Ba'athist minister forced out as doctors rebel

Rory McCarthy in Baghdad
Monday May 12, 2003
The Guardian

Iraq's newly appointed health minister resigned suddenly yesterday amid mounting criticism over his career as a senior Ba'ath party official.
His departure represents a significant embarrassment for the American authorities who chose him as the first minister in the post-Saddam government. It also brings another costly delay in the already slow reconstruction process.

Iraqi medical sources told the Guardian that Dr Ali Shnan al-Janabi quit yesterday morning and was not likely to be replaced. The health ministry will instead be run by a large committee on which all doctors, nurses and hospital staff are represented.

"His resignation is the first step on the way to success," said Dr Alla'a al-Shumari, 32, an anaesthetist at the Mansur teaching hospital in Baghdad. "We need people we respect, chosen by us."

As the number three at the ministry under Saddam Hussein, Dr Janabi was regarded by doctors as complicit in the appalling corruption and mis management of the decrepit health system. Yet hours before he resigned, senior US officials continued to defend him as a man of "honesty" and "great courage".

Hundreds of doctors and medical staff gathered outside the ministry last week to protest at his appointment. "Clean this corrupted ministry," reads the graffiti on the wall surrounding the building.

Dr Janabi ignored the disapproval over his appointment and on Saturday held day-long meetings with Jay Garner, the retired general appointed to lead the reconstruction of Iraq, and Stephen Browning, a US special adviser to the health ministry.

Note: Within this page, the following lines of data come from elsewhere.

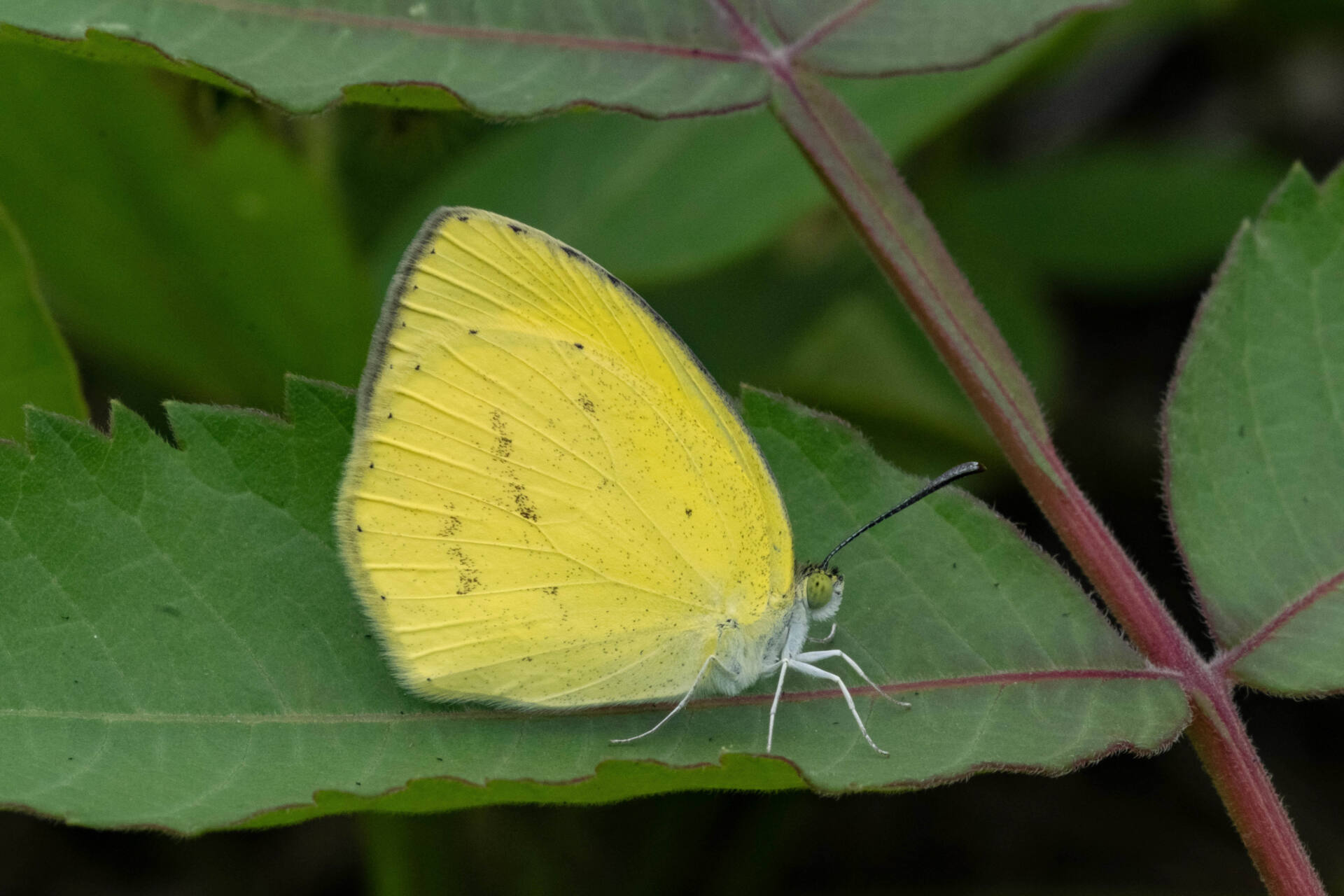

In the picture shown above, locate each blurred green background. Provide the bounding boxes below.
[0,0,1344,895]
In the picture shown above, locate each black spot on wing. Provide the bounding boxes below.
[510,482,540,523]
[491,408,513,461]
[447,544,481,594]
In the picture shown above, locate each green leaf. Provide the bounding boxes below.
[0,379,1186,832]
[0,206,89,440]
[926,144,1282,290]
[0,0,1107,117]
[0,44,378,407]
[770,0,1121,75]
[377,34,1052,285]
[1167,167,1344,694]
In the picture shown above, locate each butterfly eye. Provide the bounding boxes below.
[802,567,844,610]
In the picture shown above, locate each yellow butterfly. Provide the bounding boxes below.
[336,208,980,752]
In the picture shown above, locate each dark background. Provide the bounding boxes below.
[0,0,1344,895]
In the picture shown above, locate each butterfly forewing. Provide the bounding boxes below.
[337,208,793,706]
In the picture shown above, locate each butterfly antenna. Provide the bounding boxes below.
[821,461,985,570]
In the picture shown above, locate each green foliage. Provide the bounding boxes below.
[0,44,378,407]
[1167,168,1344,694]
[925,144,1284,295]
[0,379,1186,832]
[0,206,89,440]
[378,41,1052,285]
[0,0,1106,117]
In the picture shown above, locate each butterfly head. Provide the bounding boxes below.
[798,563,844,622]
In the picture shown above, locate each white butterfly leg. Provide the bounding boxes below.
[785,650,891,756]
[764,662,789,754]
[794,650,910,709]
[612,654,719,744]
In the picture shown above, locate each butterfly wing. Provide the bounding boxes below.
[336,208,793,706]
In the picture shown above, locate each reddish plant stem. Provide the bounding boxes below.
[747,33,1325,896]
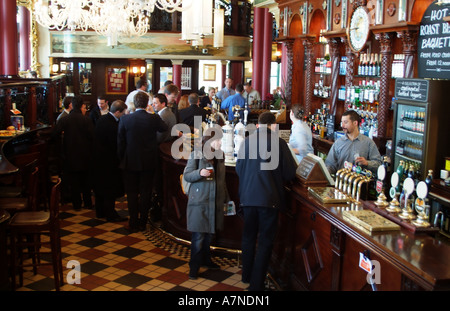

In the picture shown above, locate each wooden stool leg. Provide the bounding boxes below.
[50,233,59,291]
[10,232,17,291]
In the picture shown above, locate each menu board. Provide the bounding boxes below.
[418,1,450,79]
[395,79,429,102]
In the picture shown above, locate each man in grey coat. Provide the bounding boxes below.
[184,131,230,279]
[236,112,297,291]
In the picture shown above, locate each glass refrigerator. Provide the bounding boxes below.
[391,79,450,180]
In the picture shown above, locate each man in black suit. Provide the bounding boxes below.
[94,100,127,222]
[152,94,177,143]
[89,95,109,126]
[178,93,206,127]
[117,92,168,233]
[236,112,297,291]
[54,95,94,210]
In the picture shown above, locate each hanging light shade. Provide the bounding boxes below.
[191,0,213,38]
[181,0,197,42]
[214,9,225,48]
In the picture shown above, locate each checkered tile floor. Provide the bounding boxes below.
[17,203,248,291]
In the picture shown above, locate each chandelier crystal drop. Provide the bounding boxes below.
[33,0,190,46]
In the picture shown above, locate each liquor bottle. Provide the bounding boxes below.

The minister, along with all the doctors and ministry staff at the meeting, was required to fill out a form renouncing his membership of the Ba'ath party and denouncing it and the Saddam regime.

At a news conference afterwards, Dr Janabi said he was no longer a party member, but he defended it. "I didn't commit a criminal act against humanity or against the children of Iraq," he said. Asked if he would denounce the party, he refused. "You will find a lot of the ideology is very, very good," he said.

Mr Browning said the minister was "a respected doctor and administrator... Association with the previous regime is not necessarily a reflection of one's character."

But Dr Khoder al-Falluji, 33, a neurologist who represented 18 Baghdad hospitals at the weekend meeting, said doctors "mistrusted" Dr Janabi.

"This is one position that all the doctors have asked to be changed," he said. "Everyone who was in the Ba'ath party at a high level, is not clean."

Doctors allege that during the Saddam regime, senior hospital administrators held back medicines from patients and sold them on the black market, pocketing considerable profits. Dr Harith Hussain, a paediatrician at the Mansur hospital, said managers who were still employed there illegally charged haemophiliac patients exorbitant prices for the factor VIII protein, which aids blood clotting.